Mackenzie Andersen How does this affect the private market place for art vs the nonprofit sector?'

  • Mackenzie Andersen The inequities between the private sector and the non-profit sector are also seen in the outrage on this forum over a private gallery charging a monthly fee- a long standing practice with the non-profit sector.
    1 hr · Like · 1
  • Daniel Kany Let's not get off-topic, but you are barking up the wrong tree: I often extoll the qualities of galleries over museums because they pay taxes, don't charge admission, sell art for the artists, answer questions, etc. However, I can speak about "the point" of this strand because I know why I started it and what the goals of the policy are. If we lose focus, we lose our way.
    1 hr · Like · 2

I asked if the FV was calculated on retail or wholesale vale but did not receive a direct answer and instead was provided a link to the tax code, which is very long but I paid particular attention to the sections on selling art before drawing my own conclusion that it is based on the retail market value.

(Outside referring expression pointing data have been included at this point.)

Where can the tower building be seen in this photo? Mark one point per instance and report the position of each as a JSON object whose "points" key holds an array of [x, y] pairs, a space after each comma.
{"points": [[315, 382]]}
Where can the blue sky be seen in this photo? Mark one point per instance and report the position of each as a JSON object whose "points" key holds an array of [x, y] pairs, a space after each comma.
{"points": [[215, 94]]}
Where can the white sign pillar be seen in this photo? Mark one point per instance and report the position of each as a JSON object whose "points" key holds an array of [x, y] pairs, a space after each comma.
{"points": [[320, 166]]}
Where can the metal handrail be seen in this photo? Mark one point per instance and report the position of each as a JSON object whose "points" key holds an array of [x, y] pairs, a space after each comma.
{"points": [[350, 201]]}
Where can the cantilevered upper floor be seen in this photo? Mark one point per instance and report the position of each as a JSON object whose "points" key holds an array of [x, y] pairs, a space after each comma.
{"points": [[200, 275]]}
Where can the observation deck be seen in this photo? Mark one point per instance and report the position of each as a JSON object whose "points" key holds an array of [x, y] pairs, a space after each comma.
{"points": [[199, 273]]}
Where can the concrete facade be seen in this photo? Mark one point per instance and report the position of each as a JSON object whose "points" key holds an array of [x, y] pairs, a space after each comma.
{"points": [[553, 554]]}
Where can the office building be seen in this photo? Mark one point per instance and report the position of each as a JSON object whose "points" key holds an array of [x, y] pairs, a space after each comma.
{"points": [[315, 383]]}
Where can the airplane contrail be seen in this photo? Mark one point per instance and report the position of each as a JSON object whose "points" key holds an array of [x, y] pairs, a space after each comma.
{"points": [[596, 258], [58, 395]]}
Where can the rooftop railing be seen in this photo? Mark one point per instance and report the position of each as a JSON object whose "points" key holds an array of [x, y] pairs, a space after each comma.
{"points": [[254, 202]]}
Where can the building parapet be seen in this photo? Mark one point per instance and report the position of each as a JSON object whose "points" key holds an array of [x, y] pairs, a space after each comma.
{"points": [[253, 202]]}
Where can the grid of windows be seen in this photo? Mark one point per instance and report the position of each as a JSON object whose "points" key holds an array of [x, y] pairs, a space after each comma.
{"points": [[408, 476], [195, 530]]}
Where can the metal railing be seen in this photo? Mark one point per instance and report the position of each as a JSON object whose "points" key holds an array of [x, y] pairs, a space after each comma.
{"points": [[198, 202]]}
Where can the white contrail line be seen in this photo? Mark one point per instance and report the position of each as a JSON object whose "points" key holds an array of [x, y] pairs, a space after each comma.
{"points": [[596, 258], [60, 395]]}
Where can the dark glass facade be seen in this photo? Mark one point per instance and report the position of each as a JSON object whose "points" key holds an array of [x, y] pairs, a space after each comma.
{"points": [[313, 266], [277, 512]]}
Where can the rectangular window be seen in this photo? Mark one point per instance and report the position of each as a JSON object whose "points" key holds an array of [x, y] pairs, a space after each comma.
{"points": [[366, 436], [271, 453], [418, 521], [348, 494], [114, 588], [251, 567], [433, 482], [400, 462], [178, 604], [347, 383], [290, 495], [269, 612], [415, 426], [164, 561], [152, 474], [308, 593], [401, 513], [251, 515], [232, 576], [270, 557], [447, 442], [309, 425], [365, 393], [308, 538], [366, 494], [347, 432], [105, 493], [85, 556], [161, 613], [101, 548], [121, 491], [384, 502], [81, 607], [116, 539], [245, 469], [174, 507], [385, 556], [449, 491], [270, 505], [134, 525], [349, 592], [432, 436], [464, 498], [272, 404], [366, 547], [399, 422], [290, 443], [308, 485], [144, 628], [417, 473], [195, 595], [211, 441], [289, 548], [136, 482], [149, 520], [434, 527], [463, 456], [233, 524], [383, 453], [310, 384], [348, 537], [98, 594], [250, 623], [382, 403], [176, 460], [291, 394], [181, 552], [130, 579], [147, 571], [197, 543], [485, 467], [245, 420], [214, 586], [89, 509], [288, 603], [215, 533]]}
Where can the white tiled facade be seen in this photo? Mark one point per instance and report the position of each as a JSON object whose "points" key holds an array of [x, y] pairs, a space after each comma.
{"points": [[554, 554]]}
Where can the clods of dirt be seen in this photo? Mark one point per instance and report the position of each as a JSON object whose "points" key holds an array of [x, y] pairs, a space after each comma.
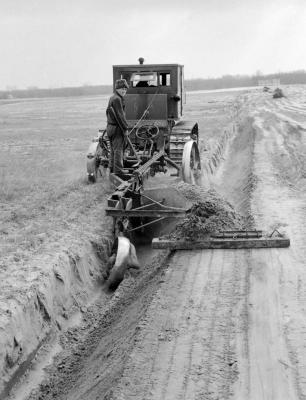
{"points": [[210, 213]]}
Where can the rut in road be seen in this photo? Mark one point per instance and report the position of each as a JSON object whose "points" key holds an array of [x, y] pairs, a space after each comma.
{"points": [[187, 347]]}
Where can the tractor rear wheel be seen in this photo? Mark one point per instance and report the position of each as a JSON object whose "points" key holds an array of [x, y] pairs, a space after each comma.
{"points": [[191, 163], [92, 170]]}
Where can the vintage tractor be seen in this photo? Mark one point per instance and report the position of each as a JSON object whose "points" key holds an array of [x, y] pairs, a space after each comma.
{"points": [[159, 136], [159, 140]]}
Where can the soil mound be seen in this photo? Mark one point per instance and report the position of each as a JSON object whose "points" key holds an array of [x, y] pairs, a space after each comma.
{"points": [[210, 213]]}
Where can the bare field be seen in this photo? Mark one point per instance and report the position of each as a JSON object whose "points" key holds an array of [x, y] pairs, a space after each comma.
{"points": [[49, 212], [194, 325]]}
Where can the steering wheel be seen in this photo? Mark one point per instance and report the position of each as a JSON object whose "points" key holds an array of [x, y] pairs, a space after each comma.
{"points": [[147, 132]]}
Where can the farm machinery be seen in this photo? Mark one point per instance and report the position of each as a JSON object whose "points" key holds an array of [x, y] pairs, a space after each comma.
{"points": [[159, 140]]}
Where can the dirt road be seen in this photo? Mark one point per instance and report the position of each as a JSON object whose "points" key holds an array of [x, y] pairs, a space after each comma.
{"points": [[232, 324], [217, 324]]}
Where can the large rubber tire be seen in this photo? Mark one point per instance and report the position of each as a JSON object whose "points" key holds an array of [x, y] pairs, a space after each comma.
{"points": [[92, 171], [191, 163]]}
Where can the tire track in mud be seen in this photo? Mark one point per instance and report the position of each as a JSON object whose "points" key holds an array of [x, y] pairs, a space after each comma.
{"points": [[280, 201], [188, 347]]}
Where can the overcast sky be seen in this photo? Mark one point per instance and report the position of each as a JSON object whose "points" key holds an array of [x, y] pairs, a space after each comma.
{"points": [[52, 43]]}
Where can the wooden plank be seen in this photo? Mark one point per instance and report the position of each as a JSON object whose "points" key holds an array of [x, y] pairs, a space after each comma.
{"points": [[145, 213], [158, 243]]}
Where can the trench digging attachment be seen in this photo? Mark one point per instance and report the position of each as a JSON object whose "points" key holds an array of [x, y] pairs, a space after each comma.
{"points": [[226, 240]]}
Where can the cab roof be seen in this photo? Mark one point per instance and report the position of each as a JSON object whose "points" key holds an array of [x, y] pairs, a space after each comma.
{"points": [[147, 65]]}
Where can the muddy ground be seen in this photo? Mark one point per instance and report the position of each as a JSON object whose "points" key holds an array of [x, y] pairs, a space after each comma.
{"points": [[204, 324]]}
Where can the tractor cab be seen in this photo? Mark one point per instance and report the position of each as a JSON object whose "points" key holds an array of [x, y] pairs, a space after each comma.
{"points": [[156, 92]]}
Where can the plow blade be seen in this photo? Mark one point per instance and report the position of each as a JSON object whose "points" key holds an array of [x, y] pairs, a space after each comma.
{"points": [[221, 243]]}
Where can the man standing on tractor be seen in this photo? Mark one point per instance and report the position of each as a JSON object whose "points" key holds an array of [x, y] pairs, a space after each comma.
{"points": [[117, 126]]}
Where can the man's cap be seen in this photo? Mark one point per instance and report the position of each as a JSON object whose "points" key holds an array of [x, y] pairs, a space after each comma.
{"points": [[121, 84]]}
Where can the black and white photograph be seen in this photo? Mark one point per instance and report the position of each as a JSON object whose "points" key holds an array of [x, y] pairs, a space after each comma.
{"points": [[152, 200]]}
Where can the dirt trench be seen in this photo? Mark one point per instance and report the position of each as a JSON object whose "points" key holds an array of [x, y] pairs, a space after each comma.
{"points": [[209, 324], [114, 317]]}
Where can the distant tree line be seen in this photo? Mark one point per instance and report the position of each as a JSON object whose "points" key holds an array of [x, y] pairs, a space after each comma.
{"points": [[231, 81], [226, 81]]}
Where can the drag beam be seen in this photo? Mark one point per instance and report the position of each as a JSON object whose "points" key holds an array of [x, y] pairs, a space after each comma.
{"points": [[239, 243]]}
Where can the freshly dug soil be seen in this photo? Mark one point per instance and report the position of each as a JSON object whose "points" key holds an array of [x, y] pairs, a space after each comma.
{"points": [[209, 213]]}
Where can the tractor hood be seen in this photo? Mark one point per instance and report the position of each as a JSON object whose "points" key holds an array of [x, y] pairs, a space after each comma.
{"points": [[137, 104]]}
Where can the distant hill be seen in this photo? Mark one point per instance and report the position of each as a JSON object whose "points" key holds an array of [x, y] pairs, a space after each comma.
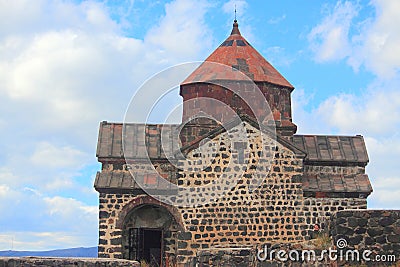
{"points": [[69, 252]]}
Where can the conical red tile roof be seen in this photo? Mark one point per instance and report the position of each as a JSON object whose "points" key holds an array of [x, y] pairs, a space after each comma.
{"points": [[238, 54]]}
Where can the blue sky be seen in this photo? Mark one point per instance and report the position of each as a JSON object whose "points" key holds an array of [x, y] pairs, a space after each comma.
{"points": [[67, 65]]}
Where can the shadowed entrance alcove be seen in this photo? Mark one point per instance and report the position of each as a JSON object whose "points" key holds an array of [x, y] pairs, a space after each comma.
{"points": [[149, 234]]}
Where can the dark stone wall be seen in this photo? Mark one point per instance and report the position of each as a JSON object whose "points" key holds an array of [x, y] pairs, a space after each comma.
{"points": [[374, 230]]}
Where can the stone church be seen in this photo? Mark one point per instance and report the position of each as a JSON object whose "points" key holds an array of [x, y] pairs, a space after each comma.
{"points": [[268, 185]]}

    • Daniel Kany 1. "And you didn't answer my question- is the FV calculated on retail or wholesale value?" That was already addressed: See the IRS tax codes in this and the Jay York-started discussion (and below) - FV is based on appraisals, sales records, etc 2. non-profits don't purchase works of art for fundraising auctions; some revenue share (particularly wet paint auctions) but they never buy the work; 3. Any other property donation to a non-profit gets a deduction (just not "ordinary income property" doesn't:) 4. If you want to change non-profits in general, good luck, this policy is about a specific fault in the law that applies to most professional artists in Maine - so it's worth putting into action: It's a clear problem with a simple solution. 5. "Is it always about tax benefits? Is that the reason people donate- only for the tax benefit?" No and no. But, again, everything else gets a deduction and this would help not only the artists but the qualified non-profits they are trying to support: it's about partiy and fairness - which are essential American values and is a better fit with what you call "original purpose."

      To figure how much you may deduct for property that you contribute, you must first determine its fair market value on the date of the contribution.

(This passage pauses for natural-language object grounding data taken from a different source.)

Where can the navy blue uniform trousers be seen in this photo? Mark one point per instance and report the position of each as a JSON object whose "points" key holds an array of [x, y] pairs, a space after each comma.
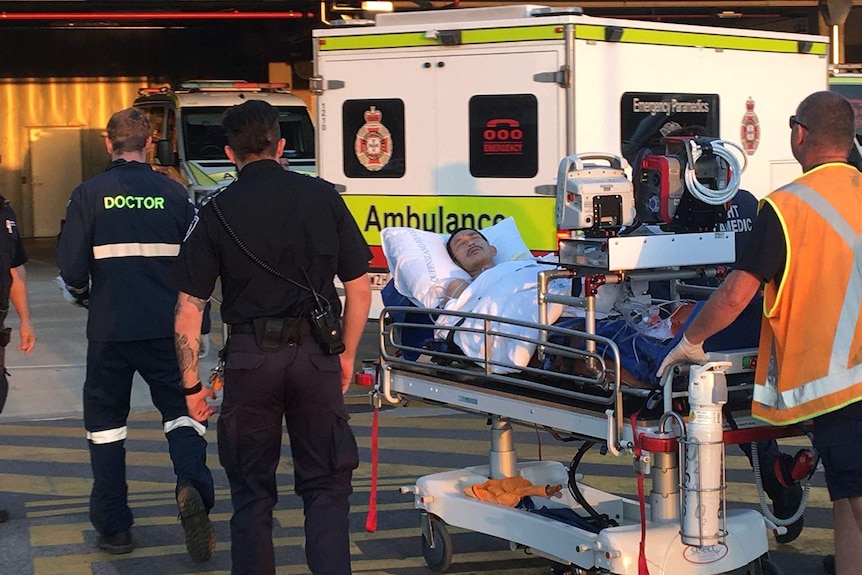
{"points": [[111, 367], [299, 385]]}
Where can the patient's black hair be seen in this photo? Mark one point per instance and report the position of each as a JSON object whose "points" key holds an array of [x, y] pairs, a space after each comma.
{"points": [[456, 232]]}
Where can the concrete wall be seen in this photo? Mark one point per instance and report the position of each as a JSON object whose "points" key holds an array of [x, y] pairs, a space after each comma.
{"points": [[85, 104]]}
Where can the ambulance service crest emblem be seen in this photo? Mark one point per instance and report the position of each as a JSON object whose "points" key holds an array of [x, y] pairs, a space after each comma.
{"points": [[749, 131], [373, 144]]}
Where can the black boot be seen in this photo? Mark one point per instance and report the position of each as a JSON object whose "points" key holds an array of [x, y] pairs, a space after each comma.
{"points": [[117, 543], [784, 506], [200, 535]]}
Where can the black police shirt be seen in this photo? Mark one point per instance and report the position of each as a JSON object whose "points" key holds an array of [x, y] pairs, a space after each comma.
{"points": [[292, 223], [12, 253]]}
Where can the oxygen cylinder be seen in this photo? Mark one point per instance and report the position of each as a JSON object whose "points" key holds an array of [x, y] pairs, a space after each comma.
{"points": [[703, 474]]}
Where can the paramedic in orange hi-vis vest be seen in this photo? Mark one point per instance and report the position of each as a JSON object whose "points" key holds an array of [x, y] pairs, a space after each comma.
{"points": [[805, 248]]}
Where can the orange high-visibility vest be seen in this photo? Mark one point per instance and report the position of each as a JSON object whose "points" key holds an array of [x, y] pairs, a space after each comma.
{"points": [[810, 353]]}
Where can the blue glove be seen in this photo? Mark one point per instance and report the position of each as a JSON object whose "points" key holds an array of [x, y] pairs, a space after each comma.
{"points": [[78, 296], [683, 352], [81, 295]]}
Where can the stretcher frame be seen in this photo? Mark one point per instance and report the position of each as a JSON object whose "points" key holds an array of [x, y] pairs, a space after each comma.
{"points": [[567, 410]]}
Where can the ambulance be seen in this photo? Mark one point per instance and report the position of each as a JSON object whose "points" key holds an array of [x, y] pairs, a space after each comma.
{"points": [[189, 141], [846, 79], [460, 117]]}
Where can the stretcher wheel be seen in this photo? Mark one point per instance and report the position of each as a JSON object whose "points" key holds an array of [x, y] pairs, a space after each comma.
{"points": [[439, 557], [767, 567]]}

The Union Of Maine Artists is a sponsor of this lobbying effort. The benefits of joining this non-profit organization include:
  • Receive UMVA Membership Discounts on art supplies and framing (and in the near future more discounts planned to arts-related businesses)
  • Opportunities to submit to exhibitions -- both online and brick and mortar
  • Be able to design projects, exhibitions, write grants, etc. through the UMVA's non-profit 501(c)3 status and fiscal sponsorship
  • Opportunities to collaborate with other artists
  • Have the support of an organization with a strong Maine voice when needed
  • Your idea here! (the UMVA has always been about people taking ideas and running with them -- while receiving lots of support from the organization).

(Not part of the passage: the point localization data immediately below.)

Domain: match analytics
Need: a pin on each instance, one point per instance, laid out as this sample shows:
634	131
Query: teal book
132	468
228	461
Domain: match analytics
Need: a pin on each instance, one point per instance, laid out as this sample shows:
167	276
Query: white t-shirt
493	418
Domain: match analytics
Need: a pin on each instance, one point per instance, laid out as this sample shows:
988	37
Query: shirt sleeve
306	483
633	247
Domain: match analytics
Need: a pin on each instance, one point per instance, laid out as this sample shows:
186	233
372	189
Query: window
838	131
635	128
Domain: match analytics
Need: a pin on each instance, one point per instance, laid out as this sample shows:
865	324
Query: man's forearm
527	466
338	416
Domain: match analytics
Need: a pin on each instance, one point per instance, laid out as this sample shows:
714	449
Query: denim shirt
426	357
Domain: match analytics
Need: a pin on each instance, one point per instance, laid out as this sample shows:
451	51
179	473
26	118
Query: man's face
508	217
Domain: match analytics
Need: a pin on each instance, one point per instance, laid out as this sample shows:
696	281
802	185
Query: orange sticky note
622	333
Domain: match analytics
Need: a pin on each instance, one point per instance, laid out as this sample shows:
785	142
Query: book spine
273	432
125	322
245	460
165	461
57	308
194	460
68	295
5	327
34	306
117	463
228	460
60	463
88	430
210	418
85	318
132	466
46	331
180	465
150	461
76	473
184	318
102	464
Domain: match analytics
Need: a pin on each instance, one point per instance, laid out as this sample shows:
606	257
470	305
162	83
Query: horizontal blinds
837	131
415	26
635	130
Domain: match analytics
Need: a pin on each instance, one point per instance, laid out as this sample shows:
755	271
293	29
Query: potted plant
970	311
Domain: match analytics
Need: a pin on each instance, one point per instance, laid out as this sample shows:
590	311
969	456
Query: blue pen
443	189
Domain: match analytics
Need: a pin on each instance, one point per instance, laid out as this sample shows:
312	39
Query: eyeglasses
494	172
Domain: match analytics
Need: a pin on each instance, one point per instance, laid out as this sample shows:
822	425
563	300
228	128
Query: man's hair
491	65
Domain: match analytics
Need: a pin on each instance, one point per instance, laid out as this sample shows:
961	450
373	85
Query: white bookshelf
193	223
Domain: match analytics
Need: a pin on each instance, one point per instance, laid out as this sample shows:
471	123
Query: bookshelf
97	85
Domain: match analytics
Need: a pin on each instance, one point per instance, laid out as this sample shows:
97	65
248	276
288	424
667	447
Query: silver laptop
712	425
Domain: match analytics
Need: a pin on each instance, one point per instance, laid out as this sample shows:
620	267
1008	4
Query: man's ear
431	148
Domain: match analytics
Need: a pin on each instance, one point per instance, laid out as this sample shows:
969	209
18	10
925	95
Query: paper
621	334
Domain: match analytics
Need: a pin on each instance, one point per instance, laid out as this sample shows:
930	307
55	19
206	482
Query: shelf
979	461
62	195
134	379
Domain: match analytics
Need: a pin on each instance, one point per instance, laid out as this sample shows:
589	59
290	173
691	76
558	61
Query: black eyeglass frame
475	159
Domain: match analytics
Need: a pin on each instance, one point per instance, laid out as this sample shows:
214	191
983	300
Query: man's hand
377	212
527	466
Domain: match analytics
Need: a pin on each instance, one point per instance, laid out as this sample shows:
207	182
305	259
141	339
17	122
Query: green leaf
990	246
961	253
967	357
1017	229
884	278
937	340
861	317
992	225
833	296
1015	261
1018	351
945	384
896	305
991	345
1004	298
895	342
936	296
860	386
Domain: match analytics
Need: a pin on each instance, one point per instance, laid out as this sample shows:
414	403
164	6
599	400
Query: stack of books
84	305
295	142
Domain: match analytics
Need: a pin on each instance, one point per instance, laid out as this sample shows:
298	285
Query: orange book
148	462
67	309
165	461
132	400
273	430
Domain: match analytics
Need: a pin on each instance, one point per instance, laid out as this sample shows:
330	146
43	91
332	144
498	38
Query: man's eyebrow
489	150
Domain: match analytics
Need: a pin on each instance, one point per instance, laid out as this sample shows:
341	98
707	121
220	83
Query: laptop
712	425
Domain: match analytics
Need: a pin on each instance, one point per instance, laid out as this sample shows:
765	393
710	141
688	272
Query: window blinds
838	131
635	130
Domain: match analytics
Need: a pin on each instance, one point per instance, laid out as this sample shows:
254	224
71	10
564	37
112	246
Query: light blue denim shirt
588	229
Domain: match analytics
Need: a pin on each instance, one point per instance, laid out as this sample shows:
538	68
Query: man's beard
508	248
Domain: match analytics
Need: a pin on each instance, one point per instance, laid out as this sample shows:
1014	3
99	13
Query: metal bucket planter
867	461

    The Portland Art Gallery offers a discounts to groups of 20 artists- tailor made for non-profit organizations such as The Union of Maine Artists. An artist who is interested could use the Union of Maine Artists to gather together enough other interested artists for the discount, and perhaps even develop a plan to finance the costs. So the gallery is not really excluding anyone by charging a fee. Artists are excluding them selves by not taking proactive actions if they feel that the Portland Art Gallery's way of doing business will work for them. And they can try to negotiate terms and ideas - ( a group show as suggested above ?)That is how the free enterprise system works for some, although I can't speak for the  Portland Art Gallery but one doesn't know unless one tries.